Oslo electronic act Joachim
Dyrdahl, who records an epic strain of dance music hailed as “space disco”
under the moniker Disjokke (get it?), takes a drastic left hand turn into
experimental territory on his latest album.
Sagara was initially commissioned by the Norway government as a one-off
project for their Øya
festival, who provided Dyrdahl with the startup funds for creating the
record, giving him a budget that allowed him to head anywhere in the civilized
world to collaborate with whomever he wanted. And with that unfettered carte
blanche, Disjokke headed to Indonesia,
where he absorbed the music of Gamelan in Bandung,
Java, by collaborating with a local group called Sambasunda while using his
free time to capture field recordings of the busy city streets and calm
mountain environs of the region.
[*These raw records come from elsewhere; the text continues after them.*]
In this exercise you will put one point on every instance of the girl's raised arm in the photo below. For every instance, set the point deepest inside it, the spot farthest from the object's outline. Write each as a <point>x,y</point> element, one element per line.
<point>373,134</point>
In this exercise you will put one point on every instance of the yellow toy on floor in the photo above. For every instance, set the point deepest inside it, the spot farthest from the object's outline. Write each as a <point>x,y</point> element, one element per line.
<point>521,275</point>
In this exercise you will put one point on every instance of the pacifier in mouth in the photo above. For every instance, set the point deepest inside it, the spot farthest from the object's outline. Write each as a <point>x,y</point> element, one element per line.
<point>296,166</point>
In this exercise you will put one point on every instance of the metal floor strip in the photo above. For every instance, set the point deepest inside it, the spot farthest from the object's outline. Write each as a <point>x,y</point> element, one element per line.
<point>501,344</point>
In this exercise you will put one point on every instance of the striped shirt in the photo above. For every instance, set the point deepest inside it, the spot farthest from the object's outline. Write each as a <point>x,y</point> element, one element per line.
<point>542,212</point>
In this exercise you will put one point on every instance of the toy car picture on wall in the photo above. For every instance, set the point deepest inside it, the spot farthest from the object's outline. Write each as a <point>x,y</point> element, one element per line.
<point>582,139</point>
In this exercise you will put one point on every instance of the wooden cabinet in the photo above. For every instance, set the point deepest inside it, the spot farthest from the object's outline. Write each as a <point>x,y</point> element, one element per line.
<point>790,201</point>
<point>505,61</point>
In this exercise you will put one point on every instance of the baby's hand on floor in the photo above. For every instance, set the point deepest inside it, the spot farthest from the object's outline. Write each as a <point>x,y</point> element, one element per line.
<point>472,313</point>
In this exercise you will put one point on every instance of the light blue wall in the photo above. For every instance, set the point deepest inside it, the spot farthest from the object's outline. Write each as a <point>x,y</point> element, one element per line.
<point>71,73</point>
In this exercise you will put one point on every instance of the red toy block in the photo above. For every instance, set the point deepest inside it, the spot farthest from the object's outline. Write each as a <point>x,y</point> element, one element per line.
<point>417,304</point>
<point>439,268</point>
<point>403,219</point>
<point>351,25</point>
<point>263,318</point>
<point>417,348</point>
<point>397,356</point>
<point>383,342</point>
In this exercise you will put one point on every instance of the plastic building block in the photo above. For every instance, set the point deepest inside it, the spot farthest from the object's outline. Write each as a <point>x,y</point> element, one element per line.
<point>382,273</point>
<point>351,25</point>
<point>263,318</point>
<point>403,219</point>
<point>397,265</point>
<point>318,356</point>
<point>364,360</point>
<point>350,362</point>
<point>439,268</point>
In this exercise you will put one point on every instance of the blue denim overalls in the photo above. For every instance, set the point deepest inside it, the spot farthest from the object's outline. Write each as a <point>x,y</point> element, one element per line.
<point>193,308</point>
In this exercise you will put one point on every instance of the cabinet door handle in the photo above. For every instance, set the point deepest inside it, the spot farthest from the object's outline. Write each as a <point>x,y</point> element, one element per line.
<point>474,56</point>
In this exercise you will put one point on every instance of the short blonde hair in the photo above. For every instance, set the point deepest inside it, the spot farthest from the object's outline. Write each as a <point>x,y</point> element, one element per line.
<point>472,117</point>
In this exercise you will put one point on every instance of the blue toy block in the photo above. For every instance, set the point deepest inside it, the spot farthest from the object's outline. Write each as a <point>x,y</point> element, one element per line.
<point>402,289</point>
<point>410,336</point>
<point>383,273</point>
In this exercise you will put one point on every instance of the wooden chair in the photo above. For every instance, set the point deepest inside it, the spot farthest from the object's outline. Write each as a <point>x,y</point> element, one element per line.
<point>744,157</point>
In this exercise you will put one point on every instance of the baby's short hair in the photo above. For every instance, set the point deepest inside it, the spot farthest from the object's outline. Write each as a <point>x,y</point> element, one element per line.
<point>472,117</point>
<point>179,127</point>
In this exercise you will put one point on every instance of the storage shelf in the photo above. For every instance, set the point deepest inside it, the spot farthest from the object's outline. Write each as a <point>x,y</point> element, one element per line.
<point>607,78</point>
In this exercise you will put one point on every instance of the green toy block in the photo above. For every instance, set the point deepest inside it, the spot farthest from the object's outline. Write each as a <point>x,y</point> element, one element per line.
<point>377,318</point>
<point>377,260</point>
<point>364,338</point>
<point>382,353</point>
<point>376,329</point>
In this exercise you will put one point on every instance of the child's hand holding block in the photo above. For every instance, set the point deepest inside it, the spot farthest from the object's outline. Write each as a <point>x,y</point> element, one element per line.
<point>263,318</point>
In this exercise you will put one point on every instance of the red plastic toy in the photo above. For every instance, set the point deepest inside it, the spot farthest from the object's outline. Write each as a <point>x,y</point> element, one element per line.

From there, Joachim traveled to Bali, spending a week soaking in the rhythms of the
island culture, dispersed on this mini-LP’s closing track “Panutup”.
These inspirational treks can be
heard throughout the context of Sagara,
inspiring Joachim’s decision to redirect the creative tide away from any kind
of dance idiom in favor of moody beds of tone-based ambience, of which the
vibes contracted from the Indonesia
trip could be better conveyed.
With Sagara, Disjokke splits the difference between late-period Cluster
and Alan Lomax, offering a most unique world view on 21st Century
Nordic festival music from one of that nation’s most open-minded visionaries.